Senatore di Vendola a giudizio: "Sabotò la Fiat"

Giovanni Barozzino, Antonio Lamorte e Marco Pignatelli, ex operai della Fiat, sono stati citati in giudizio dalla Procura di Melfi per concorso in violenza privata e turbata libertà dell'industria

Melfi (Potenza) Giovanni Barozzino, Antonio Lamorte e Marco Pignatelli, ex operai della Fiat, sono stati citati in giudizio dalla Procura di Melfi per concorso in violenza privata e turbata libertà dell'industria. Barozzino è l'unico dei tre lavoratori a esser salito di grado e a non essere più un normale cittadino, visto che dallo scorso febbraio è senatore di Sinistra e libertà: insomma, è l'uomo del presidente della Regione Puglia, Nichi Vendola, in Basilicata.

Il senatore vendoliano (all'epoca dei fatti soltanto operaio) è accusato con gli altri due compagni di avere ostacolato, nella notte tra i 6 e il 7 luglio del 2010, il percorso di un carrello robotizzato durante un corteo notturno interno alla fabbrica Fiat di Melfi, dove si produce la Fiat Punto Evo. Il processo a carico dell'imputato eccellente e degli altri due operai avrà inizio il prossimo 5 dicembre davanti al giudice monocratico. All'indomani del sabotaggio notturno, i tre operai (due dei quali delegati Fiom) furono licenziati dall'azienda torinese. La Fiat motivò la grave decisione sostenendo che il blocco del carrello aveva impedito agli altri operai che non avevano aderito alla protesta, di poter lavorare. In sostanza, la volontà di una minoranza che voleva lavorare in santa pace fu sopraffatta da una minoranza agguerrita, che con il blocco dei robot impedirono alle linee di produzione di poter andare avanti nel lavoro.

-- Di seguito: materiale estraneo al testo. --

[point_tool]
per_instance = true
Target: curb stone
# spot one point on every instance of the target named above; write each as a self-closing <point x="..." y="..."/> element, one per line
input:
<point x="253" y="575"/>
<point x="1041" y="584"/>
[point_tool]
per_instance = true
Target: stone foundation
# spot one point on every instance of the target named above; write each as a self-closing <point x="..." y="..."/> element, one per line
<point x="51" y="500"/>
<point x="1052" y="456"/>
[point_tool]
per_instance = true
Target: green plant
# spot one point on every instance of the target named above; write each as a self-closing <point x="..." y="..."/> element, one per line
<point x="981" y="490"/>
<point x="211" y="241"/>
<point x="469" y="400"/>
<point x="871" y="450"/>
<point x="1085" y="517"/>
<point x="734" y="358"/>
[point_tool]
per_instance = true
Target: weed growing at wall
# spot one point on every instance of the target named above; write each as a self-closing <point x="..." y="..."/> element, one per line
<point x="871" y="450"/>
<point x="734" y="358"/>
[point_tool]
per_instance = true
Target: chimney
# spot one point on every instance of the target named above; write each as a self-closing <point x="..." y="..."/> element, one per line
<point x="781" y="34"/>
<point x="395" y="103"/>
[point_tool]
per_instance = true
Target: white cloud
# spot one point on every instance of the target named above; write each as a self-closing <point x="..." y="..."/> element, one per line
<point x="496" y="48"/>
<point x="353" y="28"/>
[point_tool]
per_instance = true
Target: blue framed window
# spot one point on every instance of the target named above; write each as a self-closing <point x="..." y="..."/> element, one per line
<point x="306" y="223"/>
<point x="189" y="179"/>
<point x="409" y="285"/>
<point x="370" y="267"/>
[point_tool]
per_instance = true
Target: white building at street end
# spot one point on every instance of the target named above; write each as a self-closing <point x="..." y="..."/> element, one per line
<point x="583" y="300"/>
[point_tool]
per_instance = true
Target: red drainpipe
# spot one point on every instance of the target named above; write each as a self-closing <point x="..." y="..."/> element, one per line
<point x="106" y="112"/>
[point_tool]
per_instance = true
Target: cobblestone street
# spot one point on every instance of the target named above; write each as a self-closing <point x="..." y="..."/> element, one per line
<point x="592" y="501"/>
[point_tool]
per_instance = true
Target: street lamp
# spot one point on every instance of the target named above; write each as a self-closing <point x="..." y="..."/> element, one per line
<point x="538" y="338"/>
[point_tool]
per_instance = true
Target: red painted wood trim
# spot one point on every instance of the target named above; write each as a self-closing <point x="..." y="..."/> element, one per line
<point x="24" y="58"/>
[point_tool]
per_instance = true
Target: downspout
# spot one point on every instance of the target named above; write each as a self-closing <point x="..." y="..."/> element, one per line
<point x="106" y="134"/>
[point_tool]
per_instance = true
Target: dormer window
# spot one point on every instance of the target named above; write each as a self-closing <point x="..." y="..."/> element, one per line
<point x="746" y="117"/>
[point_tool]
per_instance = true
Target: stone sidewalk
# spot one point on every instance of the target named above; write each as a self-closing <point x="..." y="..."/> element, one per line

Da quel 7 luglio di tre anni fa è iniziato un lungo e non ancora terminato braccio di ferro tra la Fiom e la magistratura. Un mese dopo i tre licenziamenti, il giudice del lavoro di Melfi accolse il ricorso della Fiom e dispose il reintegro dei tre operai, che però non tornarono alle linee di produzione per decisione dell'azienda. Nel luglio del 2011, il Tribunale emise una sentenza favorevole alle tesi dell'azienda torinese, negando il reintegro ai tre lavoratori. Un anno dopo, nuovo ribaltone. Il Tribunale di Potenza dispose il reintegro dei tre presunti sabotatori. È attesa a giorni la pronuncia della Corte di Cassazione.
«Non ho ancora letto i dettagli della richiesta di citazione in giudizio da parte del pm di Melfi (Potenza), ma adesso spero solo che emerga la verità, ma proprio tutta la verità», spiega a caldo il senatore Barozzino. L'avvocato Simone Sabbatini, che difende il parlamentare e gli altri due operai della Fiom, minimizza: «Le indagini sono state fatte solo sulla base di quanto dichiarato dalla Fiat. Tengo a sottolineare che l'accusa è cambiata rispetto a quella scritta dall'azienda; si tratta ora di una eccessiva sosta nell'area di transito dei carrelli».
carminespadafora@gmail.com

Commenti

precisino54

Mar, 11/06/2013 - 14:54

"Le indagini sono state fatte solo sulla base di quanto dichiarato dalla Fiat" e no, questo non va bene, le indagini devono essere fatte solo sulla base di quando dichiarato dagli operai, anzi dei compagni di protesta, e non della maggioranza degli addetti, sicuramente crumiri ricattati dalla proprietà; diversamente trattasi di comportamento antisindacale, e quindi punibile con uno sciopero ad oltranza, sino alla chiusura definitiva dello stabilimento. O no?! Indubbiamente trattasi comunque di soggetto, candidato ed eletto, per il suo valido substrato culturale estrinsecato nel corso di anni di attività.

killkoms

Mar, 11/06/2013 - 17:53

i finti eroi!già anni fà,un settimanale aveva pubblicato un titolo analogo su questi signori,con le testimonianze discrete di gente presente lì quella notte!e a qunato descrissero,il sabotaggio ci fù,condito da minacce ed insulti gratuiti a chi,specialmente delle donne,quello sciopero non voleva farlo!